En este otoño tan francés como catalán que nos ha tocado vivir (los chalecos amarillos al otro lado de los Pirineos, los lazos amarillos en el nuestro), algunos buenos amigos desconocidos me han hecho llegar algunas imágenes que podían haber sido rodadas en cualquier pueblo europeo donde los policías aún son utilizados para mantener un cierto estado de cosas que permita evitar, de momento, confrontaciones más violentas e incontrolables.

Personalmente las imágenes que más me han gustado, quizá por la gran dosis de utopía que contienen, son las que recogen la escena de unos manifestantes bailando y haciendo sonar instrumentos musicales ante un cordón policial que les impide cruzar la calle, pero no, por lo visto, divertirse. He mirado varias veces esta breve filmación y me ha parecido que algunos de los policías podían estar a punto de incorporarse al grupo de los músicos y bailadores, que a fin de cuentas eran de su misma edad, de sus mismas aficiones musicales, pero que en última instancia una especie de miedo al castigo disciplinario o a lo que fuera se lo había impedido. Por una fácil asociación de imágenes, he pensado en Kubrick y en la escena final de su obra maestra "Senderos de gloria", que nos señala el camino de una verdadera reconciliación, si es que todavía es posible, entre los humanos: para Kubrick una canción en el momento oportuno puede operar este milagro de la fraternidad, tan o más importante que el de la multiplicación de los panes y de los peces.

Más asociaciones de ideas y de imágenes: los tanques de la Unión Soviética y del pacto de Varsovia entrando en Praga en el verano siguiente a la llamada primavera de 1968. Recuerdo una fotografía en la que se podía apreciar, ante uno de esos tanques, la figura de un manifestante con camisa blanca, que llevaba totalmente abierta para ofrecer su pecho desnudo a los conductores de aquel aparato de muerte. Hombre y camisa blanca que guardan un cierto paralelismo con óleos pintados por Goya con motivo de los fusilamientos del 3 de mayo de 1808. La brutalidad del poder de las armas es la misma; la soledad de los que se oponen a este extraño poder es inmensa.
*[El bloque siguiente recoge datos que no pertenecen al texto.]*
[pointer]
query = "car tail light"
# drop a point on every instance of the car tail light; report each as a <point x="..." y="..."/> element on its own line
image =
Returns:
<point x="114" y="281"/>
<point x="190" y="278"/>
Pocos meses después de la malograda primavera de Praga, a principios de octubre de 1968, tuvo lugar una masacre en la plaza de las Tres Culturas de la ciudad de México, donde se habían concentrado ciudadanos que intentaban hacer llegar sus reivindicaciones al gobierno mexicano: el ejército y la policía, abrieron fuego de ametralladoras sobre miles de manifestantes pacíficos y gente que simplemente pasaba por aquel lugar.

Veinte años después la imagen se repetiría en la plaza de Tiananmen de la capital de China: durante la revuelta que se produjo en aquella ciudad en la primavera de 1989: un llamado "rebelde desconocido" se plantó ante una fila de tanques logrando detenerlos, al menos durante unos momentos. La imagen fue captada por tres diferentes fotógrafos desde el balcón del Hotel Beijing, en la misma plaza Tiananmen y, tras diferentes vicisitudes, pudo ser publicada en cientos de periódicos y revistas de todo el mundo. Este rebelde desconocido fue incluido por la revista Time en la lista de las cien personas más influyentes del siglo XX.

Praga, la ciudad de México, Tiananmen representan un modelo represivo que conviene no olvidar: las primaveras políticas rara vez terminan como los que las inician pretenden. No obstante, en el imaginario colectivo también representan una manera heroica y pacífica de hacer frente al poder.

Sin embargo en París, en Barcelona, ​​en otras ciudades europeas pueden haberse iniciado otras "primaveras" que, hasta ahora, no son percibidas como suficientemente peligrosas para los poderes constituidos y que, por tanto, no han sido reprimidas militarmente. El poder tiene hoy otros medios más sutiles para desarmar, reducir y marginar a sus opositores. Basta con pensar en la utilización partidista de los medios de comunicación y de las llamadas "fake news", que a menudo son "fake fake" y que constituyen una manifestación actualizada de la guerra psicológica. La cuestión se puede complicar si los opositores no se cansan, si perseveran en sus reivindicaciones; si, por ejemplo, cada semana el coro del Liceo saliera a las Ramblas a cantar el "Va pensiero" de Nabucco delante de todos (hasta ahora lo ha hecho unas pocas veces, la última el día 5 de agosto).

Podría suceder entonces que, al cabo de un tiempo, los policías de aquí y de allí se unieran al coro de esclavos y a la orquesta de los marginados. Un coro y una orquesta que serían difíciles de parar.